Intel shows 3rd-gen, 10 nm HPC Xeon Phi

Archived Content

The following content is from an older version of this website, and may not display correctly.

In advance of this week’s Supercomputing ’14 conference in New Orleans, Intel will formally unveil the third stage of its Xeon Phi processor roadmap for high-performance computing devices. The second stage of the “Knights” series, the Knights Landing product generation, remains on track for commercial availability in the second half of 2015. From what an Intel executive told a press conference attended by DatacenterDynamics, the plan is for there to be no surprises.

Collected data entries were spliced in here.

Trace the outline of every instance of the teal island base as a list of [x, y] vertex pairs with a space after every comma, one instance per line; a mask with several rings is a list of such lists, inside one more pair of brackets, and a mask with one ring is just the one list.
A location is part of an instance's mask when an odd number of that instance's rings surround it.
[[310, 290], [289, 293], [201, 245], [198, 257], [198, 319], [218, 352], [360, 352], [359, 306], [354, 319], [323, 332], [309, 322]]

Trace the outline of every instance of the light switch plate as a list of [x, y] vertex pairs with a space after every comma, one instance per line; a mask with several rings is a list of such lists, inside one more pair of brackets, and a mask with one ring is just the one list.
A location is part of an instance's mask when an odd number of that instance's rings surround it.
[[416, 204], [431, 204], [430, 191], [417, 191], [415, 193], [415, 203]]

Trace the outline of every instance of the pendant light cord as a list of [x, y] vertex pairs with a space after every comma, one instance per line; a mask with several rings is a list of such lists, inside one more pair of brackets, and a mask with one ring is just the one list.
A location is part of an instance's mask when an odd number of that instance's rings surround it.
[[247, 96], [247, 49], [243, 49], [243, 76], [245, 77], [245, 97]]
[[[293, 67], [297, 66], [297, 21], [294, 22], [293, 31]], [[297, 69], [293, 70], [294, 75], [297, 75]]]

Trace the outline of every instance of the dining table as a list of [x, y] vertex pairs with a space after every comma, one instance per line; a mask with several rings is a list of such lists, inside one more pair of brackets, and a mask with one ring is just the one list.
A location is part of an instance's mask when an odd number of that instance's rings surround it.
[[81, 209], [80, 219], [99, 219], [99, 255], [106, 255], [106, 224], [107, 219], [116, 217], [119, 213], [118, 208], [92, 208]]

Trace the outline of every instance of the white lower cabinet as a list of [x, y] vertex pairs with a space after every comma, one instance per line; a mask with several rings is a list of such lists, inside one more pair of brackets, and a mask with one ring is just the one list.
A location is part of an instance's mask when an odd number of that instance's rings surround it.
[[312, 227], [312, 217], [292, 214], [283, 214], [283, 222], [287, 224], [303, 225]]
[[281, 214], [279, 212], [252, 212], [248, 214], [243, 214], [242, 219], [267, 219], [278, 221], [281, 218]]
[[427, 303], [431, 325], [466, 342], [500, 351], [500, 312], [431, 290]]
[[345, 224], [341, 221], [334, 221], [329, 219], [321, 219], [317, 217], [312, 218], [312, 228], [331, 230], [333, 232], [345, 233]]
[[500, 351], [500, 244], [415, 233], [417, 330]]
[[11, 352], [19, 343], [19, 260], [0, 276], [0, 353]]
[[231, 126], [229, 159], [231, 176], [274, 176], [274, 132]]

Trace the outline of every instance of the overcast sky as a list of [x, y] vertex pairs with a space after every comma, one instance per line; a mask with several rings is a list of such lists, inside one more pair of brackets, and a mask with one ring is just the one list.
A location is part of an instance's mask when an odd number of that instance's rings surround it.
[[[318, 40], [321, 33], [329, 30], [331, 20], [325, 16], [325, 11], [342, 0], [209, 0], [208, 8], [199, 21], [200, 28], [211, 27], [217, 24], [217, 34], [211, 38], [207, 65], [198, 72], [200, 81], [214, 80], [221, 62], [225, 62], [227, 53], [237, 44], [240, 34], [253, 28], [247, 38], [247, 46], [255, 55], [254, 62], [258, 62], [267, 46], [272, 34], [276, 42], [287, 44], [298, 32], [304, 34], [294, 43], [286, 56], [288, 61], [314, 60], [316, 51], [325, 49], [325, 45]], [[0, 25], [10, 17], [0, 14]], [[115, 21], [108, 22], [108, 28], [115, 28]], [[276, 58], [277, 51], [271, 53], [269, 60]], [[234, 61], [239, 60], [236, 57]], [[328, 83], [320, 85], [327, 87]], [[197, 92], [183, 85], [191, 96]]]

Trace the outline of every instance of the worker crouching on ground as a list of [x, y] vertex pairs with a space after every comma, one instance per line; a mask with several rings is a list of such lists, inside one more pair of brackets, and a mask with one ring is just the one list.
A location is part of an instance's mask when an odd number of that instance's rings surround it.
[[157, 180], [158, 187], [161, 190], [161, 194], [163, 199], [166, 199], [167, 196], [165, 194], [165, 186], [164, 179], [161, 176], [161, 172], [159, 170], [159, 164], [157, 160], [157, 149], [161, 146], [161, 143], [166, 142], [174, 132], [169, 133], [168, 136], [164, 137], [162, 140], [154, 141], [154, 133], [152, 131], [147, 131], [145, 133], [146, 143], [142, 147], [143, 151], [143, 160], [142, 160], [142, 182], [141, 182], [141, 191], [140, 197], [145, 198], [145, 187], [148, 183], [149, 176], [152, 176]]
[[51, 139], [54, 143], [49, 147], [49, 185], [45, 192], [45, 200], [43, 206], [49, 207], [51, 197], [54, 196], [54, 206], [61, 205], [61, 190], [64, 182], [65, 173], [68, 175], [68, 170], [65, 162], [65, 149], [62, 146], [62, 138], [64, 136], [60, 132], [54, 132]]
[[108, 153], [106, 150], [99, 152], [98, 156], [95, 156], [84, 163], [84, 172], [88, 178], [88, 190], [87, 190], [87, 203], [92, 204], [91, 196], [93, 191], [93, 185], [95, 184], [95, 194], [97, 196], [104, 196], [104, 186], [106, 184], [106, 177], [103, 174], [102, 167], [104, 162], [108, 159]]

Intel vice president and general manager of HPC for its Data Center Group, Charlie Wuischpard, told reporters Knights Hill will continue the onward march of Intel’s highly-parallel version of Xeon from the starting point (Knights Corner) through its beachhead (Knights Landing), and onward. It doesn’t take a mathematician or a poet to tell you there’s a greater goal in the distance, a looming conquest.

Not a scale, but a path

“Parts of these are overlapping development projects, so we have to start work on one before the other’s even really launched,” Wuischpard conceded. “But we want to announce Knights Hill as the third-generation Intel Xeon Phi. It’ll incorporate our second-generation Omni-Path fabric architecture, and it’ll use our 10 nm process technology.”~

You’re probably thinking, wait a minute, there wasn’t a first generation Omni-Path fabric architecture. Up to this point, we had been calling Intel’s alternative to InfiniBand fabric “Omni Scale,” but Wuischpard told reporters that Intel came to the conclusion that name didn’t really fit. If you think about it, “scale” can increase in more than one dimension. “Path” implies a single vector, one unambiguous (or less ambiguous) direction — which brings us back to the whole “Corner/Landing/Hill” metaphor.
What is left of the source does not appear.